Think about it for a second. . .If my mind is clouded with all of these extra things, will I have anything left to give to the person standing in front of me?  Will I ever truly see others if all I’m thinking about is my stutter? In other words, will I ever see others if I am only thinking about myself? The answer to each of these questions is NO.  

At any moment during a conversation, my mind could be in complete chaos, yet the other person never even knows it. But I know it, and I deeply desire to calm that storm in my mind so I can concentrate on what’s most important~others. This is why I am on a determined mission to conquer the fear of stuttering and to find speaking techniques that will least distract my attention away from the conversation.

Stuttering completely captivates me when it happens, but I must make the choice to break free. I can’t ignore it. I can’t hide from it. I can’t do anything to make it go away. However, I can take control of it with God’s strength so that I can truly open my heart to others, give them my full attention, and shift my focus where it is supposed to be…OUTWARD.  
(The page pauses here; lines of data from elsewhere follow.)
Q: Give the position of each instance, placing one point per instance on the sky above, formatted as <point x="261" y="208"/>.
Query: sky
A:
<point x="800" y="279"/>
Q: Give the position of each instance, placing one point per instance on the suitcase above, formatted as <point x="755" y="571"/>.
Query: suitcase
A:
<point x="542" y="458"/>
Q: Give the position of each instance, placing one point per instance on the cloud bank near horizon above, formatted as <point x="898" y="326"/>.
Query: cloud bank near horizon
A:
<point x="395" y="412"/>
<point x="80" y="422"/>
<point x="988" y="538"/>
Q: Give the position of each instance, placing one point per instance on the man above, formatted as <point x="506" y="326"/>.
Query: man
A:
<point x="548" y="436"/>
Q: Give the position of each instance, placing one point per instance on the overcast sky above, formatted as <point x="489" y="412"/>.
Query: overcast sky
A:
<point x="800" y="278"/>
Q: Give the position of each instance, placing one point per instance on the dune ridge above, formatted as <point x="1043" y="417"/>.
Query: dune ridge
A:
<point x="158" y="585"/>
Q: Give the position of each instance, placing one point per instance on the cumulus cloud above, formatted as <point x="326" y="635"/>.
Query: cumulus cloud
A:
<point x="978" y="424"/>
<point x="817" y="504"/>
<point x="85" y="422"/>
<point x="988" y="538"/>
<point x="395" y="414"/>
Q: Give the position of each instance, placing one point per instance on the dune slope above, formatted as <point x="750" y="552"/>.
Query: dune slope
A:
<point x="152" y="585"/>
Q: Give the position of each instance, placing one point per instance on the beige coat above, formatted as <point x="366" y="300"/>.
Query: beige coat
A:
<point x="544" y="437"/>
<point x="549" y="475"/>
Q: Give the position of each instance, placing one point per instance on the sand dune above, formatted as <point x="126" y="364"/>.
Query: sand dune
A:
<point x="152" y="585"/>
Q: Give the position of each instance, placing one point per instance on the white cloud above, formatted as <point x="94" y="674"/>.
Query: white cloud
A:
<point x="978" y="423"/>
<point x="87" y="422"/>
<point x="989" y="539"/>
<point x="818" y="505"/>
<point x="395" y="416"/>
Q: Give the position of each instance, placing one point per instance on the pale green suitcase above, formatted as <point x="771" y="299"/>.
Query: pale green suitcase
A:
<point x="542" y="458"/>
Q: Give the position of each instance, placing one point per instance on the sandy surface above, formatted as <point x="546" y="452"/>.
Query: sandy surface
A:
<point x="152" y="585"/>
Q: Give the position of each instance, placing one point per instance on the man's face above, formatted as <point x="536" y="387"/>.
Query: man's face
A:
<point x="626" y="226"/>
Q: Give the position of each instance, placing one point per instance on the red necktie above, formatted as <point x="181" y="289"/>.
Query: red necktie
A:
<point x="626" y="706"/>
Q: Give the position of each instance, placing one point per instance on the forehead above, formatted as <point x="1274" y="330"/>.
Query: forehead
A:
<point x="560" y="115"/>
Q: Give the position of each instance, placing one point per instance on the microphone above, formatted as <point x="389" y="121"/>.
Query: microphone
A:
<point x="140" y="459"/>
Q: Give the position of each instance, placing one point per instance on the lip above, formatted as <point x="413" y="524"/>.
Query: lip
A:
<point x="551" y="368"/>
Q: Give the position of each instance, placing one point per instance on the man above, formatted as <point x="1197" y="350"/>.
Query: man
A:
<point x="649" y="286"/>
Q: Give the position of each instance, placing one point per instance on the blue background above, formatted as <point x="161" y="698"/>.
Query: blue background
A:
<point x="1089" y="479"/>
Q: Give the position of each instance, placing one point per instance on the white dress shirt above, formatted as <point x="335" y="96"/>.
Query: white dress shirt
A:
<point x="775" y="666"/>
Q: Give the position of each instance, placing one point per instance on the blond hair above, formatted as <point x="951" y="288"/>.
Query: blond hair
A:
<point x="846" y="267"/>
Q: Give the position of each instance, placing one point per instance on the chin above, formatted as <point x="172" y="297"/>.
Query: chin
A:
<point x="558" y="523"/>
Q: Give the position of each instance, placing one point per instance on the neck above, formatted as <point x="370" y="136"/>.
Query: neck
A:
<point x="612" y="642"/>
I firmly believe that choosing to see others is a key to overcoming the anxieties that surround stuttering. Really, choosing to see others is the key to overcoming so many of our insecurities in life. If we’re focusing on others, listening intently to every word they say, hearing about their hopes and dreams, hearing about their interests, hearing about what drives them and makes their hearts sing. . .what time will we have left to think about ourselves?

Will you take the challenge with me? This coming weekend, determine to listen with the full intention to understand, not just hear.

I don’t know about you, but I think it would radically change our world.